John Shirley, Living Shadows (Prime Books, 2007)

According to John Shirley's website, Living Shadows is a non-genre collection. That both is and isn't the case. It is, in that roughly half of the stories in here contain no supernatural elements and the rest don't fit easily into any particular genre category. It isn't, in that here we have Shirley's take on Lovecraft, on finishing a fragment by Poe, on psychic powers and post-apocalyptic romance and a good half dozen other things, all of which fall squarely into genre territory.

Except . . . well, except to say that this is a John Shirley collection, and the best way to describe it is that Shirley makes his own genre, a roughly California-shaped playground inhabited by junkies and video game players and Hollywood mavens who really aren't that different from one another, and whose appetites are going to slide them into and just maybe out of trouble. It's a place of music, lots and lots of music, and of a thin veneer of normal over a deep, rushing river of violence and strangeness, one that we're all in danger of falling into at a moment's notice.

The subtitle here is "Stories New and Pre-Owned," which is a polite way of letting the reader know that some of these tales will be familiar to readers of Black Butterflies and the like. While normally this might be cause for a raised eyebrow, here it's simply a fact to be noted and moved past. After all, the tone of the collection so seamlessly integrates new and old material that the reprints (or revised editions) feel like touchstones instead of padding.

The book, as noted above, is broken into two rough sections, realistic and supernatural/science fiction, though the lines blur mightily in the last two stories in the prior section. Indeed, part of Shirley's talent is that the characters from the first half of the book would fit perfectly into the stories from the back half, and vice-versa. And so the tormented wife and mother of "The Sewing Room," whose husband's habit of making models hides something a little more sinister, could easily be one of the inhabitants of the tower in "Buried in the Sky," or live in the neighborhood occupied by the drug-addled swingers of "Brittany? Oh, She's In Translucent Blue" (though she'd probably have something to say about their parenting skills). The line between the savage Hollywood types of "Seven Knives" -- and the savage junkies of "Jody and Annie on TV" is effectively erased in the drug narrative "One Stick, Both Ends Sharpened," which puts the lie to the idea of harmless recreational drugs. There are no boundaries, these stories say. Whether the pressure that drives these tales is supernatural or merely human, or something in between is an accident of circumstance, and the human response to it is what matters. A cynic would also note that the atrocities perpetrated by monsters and mere humans aren't that different either, a question of detail more than anything else.

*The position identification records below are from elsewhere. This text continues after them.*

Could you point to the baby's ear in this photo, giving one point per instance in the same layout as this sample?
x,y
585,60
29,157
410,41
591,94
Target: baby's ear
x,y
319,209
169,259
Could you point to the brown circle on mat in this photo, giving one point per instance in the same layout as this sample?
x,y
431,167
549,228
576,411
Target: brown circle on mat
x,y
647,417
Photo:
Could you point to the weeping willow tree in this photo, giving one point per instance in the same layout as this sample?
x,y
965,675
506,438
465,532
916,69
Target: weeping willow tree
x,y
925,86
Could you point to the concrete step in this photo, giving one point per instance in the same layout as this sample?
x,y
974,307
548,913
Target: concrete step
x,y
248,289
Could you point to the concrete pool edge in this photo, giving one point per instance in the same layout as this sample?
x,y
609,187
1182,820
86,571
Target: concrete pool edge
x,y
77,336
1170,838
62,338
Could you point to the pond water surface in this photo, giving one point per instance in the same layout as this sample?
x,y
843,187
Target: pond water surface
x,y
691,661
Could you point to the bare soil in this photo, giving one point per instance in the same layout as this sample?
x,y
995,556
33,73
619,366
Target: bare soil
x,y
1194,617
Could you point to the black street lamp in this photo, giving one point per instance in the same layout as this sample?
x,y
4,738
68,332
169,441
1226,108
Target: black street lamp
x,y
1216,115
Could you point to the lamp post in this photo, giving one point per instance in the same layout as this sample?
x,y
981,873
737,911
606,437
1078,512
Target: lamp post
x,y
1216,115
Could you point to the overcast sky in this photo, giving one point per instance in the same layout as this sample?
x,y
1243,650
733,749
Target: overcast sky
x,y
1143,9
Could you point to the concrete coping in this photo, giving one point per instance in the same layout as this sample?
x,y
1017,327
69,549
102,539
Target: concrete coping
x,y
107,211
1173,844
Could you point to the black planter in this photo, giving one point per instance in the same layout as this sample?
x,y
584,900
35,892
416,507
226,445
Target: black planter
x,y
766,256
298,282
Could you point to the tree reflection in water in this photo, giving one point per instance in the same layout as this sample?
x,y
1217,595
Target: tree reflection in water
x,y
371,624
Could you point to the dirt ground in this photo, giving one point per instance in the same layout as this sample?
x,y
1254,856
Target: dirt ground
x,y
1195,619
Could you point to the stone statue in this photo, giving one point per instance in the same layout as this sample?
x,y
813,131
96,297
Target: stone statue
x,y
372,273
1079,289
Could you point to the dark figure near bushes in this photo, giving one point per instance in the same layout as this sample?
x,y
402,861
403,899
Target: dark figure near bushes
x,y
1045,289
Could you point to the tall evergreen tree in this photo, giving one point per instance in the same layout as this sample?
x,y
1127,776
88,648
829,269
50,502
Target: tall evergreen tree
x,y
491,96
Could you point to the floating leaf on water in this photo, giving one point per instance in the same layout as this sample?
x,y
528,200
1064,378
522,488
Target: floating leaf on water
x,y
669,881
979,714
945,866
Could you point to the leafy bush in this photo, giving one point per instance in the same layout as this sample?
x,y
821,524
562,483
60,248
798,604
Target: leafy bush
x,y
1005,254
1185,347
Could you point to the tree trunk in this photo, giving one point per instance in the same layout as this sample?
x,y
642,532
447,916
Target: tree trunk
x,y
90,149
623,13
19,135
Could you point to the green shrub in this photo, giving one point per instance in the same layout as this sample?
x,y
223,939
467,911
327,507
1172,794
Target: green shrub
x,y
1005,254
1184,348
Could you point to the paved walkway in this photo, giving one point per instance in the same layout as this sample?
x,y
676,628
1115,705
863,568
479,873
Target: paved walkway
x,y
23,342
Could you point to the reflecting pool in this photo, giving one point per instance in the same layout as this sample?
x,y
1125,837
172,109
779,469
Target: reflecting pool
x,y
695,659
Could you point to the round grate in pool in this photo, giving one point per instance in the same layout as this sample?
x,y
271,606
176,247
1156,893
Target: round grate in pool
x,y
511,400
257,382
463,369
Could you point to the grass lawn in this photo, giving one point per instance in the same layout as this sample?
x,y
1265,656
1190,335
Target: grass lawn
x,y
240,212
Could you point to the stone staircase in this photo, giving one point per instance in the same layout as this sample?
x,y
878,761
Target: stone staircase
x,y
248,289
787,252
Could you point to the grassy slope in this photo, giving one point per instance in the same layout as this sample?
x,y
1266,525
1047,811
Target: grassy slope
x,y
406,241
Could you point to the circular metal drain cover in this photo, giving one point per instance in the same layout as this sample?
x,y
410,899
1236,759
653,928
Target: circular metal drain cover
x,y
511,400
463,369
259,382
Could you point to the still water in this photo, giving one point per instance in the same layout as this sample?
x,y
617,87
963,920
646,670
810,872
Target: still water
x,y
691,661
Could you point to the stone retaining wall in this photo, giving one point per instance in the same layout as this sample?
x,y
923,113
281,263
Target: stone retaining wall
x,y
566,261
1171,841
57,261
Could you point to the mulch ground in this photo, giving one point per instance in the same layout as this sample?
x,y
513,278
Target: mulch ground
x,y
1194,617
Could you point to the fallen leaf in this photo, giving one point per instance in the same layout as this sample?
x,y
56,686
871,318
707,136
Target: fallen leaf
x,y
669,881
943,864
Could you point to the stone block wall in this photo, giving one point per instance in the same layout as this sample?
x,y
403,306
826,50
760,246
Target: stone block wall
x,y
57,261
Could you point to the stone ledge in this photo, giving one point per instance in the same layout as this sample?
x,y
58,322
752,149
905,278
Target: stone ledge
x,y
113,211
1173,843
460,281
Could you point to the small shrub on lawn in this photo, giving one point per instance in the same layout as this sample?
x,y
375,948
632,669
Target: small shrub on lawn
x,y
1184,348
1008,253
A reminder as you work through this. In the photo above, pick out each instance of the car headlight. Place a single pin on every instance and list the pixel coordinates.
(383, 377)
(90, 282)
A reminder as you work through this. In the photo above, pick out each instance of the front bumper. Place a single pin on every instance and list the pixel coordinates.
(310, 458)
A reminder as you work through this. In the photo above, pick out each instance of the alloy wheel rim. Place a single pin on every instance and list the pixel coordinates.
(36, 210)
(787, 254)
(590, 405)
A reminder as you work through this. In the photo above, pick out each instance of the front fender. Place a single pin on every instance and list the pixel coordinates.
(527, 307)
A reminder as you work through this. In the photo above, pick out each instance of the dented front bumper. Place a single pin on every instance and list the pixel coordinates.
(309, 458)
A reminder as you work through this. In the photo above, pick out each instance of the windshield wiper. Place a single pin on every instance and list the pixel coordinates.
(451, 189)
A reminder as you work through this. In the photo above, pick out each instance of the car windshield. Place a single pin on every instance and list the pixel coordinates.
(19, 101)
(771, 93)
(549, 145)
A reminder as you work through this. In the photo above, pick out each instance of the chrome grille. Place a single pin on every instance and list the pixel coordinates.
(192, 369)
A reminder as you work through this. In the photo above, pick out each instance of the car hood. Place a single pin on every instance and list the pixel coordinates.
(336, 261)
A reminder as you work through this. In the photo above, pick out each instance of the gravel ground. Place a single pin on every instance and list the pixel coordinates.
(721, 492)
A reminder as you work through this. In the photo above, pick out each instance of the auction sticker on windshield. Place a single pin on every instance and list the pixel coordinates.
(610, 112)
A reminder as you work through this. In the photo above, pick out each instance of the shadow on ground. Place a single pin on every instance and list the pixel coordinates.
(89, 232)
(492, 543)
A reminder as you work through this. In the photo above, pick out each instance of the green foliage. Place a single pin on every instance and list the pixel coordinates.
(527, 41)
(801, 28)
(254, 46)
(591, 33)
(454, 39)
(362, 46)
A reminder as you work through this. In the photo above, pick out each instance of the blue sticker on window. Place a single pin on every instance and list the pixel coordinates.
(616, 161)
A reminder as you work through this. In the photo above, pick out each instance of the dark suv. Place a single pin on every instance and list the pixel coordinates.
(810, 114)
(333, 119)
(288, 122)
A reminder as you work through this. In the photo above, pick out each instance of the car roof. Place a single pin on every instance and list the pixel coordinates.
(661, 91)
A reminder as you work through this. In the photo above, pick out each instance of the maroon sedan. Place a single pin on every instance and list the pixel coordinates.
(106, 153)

And make no mistake, these are vicious tales. Punches are not pulled here. Children die. A girl's mother is raped and murdered, though whether you choose to believe the agency behind it was the timeless horror of Yog-Sothoth or one man's depravity is up to the reader. Husbands kill wives, friends kill friends and business associates kill business associates. Nor is any of it in the service of capital-E Evil (except, again, perhaps in "Buried In the Sky"). This is just what people do, Shirley says. Watch at your own peril.

Nowhere is this made more clear than in "Sleepwalkers," in which supernatural and banal horror collide in the memories of a man who sells his unconscious body into servitude. Only one is real, though, and like the narrator, the reader will be simultaneously relieved and disturbed as to which one it is.

But there is hope here as well. The gentle ghost story "The Word 'Random', Deliberately Repeated" is a tender love story that allows the reader to ponder the possibility of horror before swerving into gentler, more satisfying territory. "Sweet Armageddon" posits personal salvation and parental love, along with a hint of something higher, against the backdrop of a mass suicide on an undreamed-of scale. And the closer of the first section, "The Sea Was Wet As Wet Could Be" is at once a tale of death and transformation, as hopeful a story as a piece of flash fiction about an airliner explosion can be.

In the end, the stories of Living Shadows refuse to leave the reader unmoved. While there are a couple of pieces that are less involving, perhaps, than the others -- "Buried In The Sky" and "My Victim" from the back half, "Seven Knives" from the front -- the collection as a whole is brutally strong. These are not stories that can be cast aside after reading on the premise that they're not real. Enough of them -- and maybe all of them -- could be, and therein lies their magic.